Cette Ligne directrice  décrit un test in vivo qui détecte  les produits chimiques qui peuvent induire des mutations génétiques. Pour ces essais, on utilise des rats ou des souris transgéniques qui comportent de multiples copies de vecteurs navettes de plasmides ou de phages intégrés dans leurs chromosomes. Les transgènes contiennent des gènes rapporteurs pour la détection de différents types de mutations induites par les substances d’essai. Des animaux transgéniques répartis en un groupe témoin négatif et un minimum de 3 niveaux de dose sont traités pendant 28 jours consécutifs. L'administration est généralement suivie d'une période de 3 jours, antérieure au sacrifice, au cours de laquelle la substance n'est pas administrée et au cours de laquelle les lésions d'ADN non réparées se fixent sous forme de mutations stables.
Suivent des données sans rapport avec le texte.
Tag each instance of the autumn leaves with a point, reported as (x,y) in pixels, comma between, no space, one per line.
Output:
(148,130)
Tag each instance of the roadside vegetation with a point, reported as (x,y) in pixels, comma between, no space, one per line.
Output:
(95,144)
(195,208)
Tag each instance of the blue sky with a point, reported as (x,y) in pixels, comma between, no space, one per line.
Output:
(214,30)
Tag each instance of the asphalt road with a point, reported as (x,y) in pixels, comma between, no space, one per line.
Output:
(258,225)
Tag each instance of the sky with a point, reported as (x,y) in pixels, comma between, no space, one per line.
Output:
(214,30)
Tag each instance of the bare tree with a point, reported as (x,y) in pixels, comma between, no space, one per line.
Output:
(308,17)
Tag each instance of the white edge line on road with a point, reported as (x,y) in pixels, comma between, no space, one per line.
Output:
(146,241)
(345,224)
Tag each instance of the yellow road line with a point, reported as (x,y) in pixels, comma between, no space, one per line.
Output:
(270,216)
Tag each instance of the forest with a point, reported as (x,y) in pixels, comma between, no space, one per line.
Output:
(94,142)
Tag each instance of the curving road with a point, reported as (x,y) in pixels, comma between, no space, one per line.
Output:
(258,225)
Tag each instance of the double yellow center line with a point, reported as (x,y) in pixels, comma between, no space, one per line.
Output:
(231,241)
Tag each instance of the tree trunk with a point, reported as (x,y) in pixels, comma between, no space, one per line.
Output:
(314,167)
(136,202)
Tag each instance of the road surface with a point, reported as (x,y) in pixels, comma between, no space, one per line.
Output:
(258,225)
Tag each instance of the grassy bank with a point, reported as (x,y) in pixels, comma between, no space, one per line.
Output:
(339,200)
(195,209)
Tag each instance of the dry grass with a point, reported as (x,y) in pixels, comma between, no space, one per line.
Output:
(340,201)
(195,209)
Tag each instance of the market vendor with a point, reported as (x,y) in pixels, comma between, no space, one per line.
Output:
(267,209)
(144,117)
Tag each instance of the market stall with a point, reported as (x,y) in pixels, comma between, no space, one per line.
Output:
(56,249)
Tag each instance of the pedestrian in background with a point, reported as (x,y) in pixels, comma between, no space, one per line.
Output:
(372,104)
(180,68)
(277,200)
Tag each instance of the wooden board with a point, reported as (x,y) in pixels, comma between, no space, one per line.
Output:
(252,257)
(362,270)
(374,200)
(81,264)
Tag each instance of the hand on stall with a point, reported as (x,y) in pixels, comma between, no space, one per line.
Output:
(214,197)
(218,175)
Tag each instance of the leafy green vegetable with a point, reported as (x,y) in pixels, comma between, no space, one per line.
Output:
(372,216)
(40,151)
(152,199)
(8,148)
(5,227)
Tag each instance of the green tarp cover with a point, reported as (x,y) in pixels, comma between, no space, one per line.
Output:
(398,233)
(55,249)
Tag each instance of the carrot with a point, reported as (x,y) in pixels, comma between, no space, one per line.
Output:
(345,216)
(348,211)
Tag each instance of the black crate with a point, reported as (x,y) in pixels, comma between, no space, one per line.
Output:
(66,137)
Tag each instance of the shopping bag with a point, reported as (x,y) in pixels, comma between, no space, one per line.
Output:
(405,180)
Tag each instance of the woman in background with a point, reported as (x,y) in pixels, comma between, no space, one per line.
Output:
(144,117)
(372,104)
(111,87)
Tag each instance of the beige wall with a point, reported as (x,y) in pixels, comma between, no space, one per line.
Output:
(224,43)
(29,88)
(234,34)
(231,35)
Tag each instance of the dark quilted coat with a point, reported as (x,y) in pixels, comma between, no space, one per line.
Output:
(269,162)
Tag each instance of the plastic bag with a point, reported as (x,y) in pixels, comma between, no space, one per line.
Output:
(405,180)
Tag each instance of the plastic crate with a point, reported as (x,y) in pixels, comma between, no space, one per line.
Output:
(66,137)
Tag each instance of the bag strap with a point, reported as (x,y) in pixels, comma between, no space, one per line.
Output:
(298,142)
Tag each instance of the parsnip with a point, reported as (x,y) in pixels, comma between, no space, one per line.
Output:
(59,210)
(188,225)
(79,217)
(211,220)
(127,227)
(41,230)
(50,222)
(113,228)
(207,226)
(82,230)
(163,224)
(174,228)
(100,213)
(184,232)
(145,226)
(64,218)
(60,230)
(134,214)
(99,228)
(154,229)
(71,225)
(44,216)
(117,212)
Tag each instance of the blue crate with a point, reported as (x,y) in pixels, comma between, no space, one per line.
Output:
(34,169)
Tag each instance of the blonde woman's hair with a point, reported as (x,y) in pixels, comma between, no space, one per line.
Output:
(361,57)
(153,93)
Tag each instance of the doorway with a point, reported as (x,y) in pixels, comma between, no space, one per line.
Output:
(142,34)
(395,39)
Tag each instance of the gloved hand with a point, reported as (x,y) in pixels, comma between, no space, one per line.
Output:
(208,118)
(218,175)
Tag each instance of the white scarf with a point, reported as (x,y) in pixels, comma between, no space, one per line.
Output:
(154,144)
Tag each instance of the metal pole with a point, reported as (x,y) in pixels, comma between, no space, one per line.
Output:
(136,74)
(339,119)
A la fin de cette période de 3 jours, les animaux sont sacrifiés et l'ADN génomique est isolé du/des tissus(s) d'intérêt puis purifié. On score les mutations qui se sont produites chez les rongeurs en retrouvant le transgène et en analysant le phénotype du gène rapporteur chez un hôte bactérien démuni du gène rapporteur. On obtient la fréquence des mutants,  qui est le paramètre observé dans cet essai, en divisant le nombre de plages/plasmides contenant les mutations qui se produisent dans le transgène par le nombre total de plages/plasmides retrouvés dans un même échantillon d'ADN.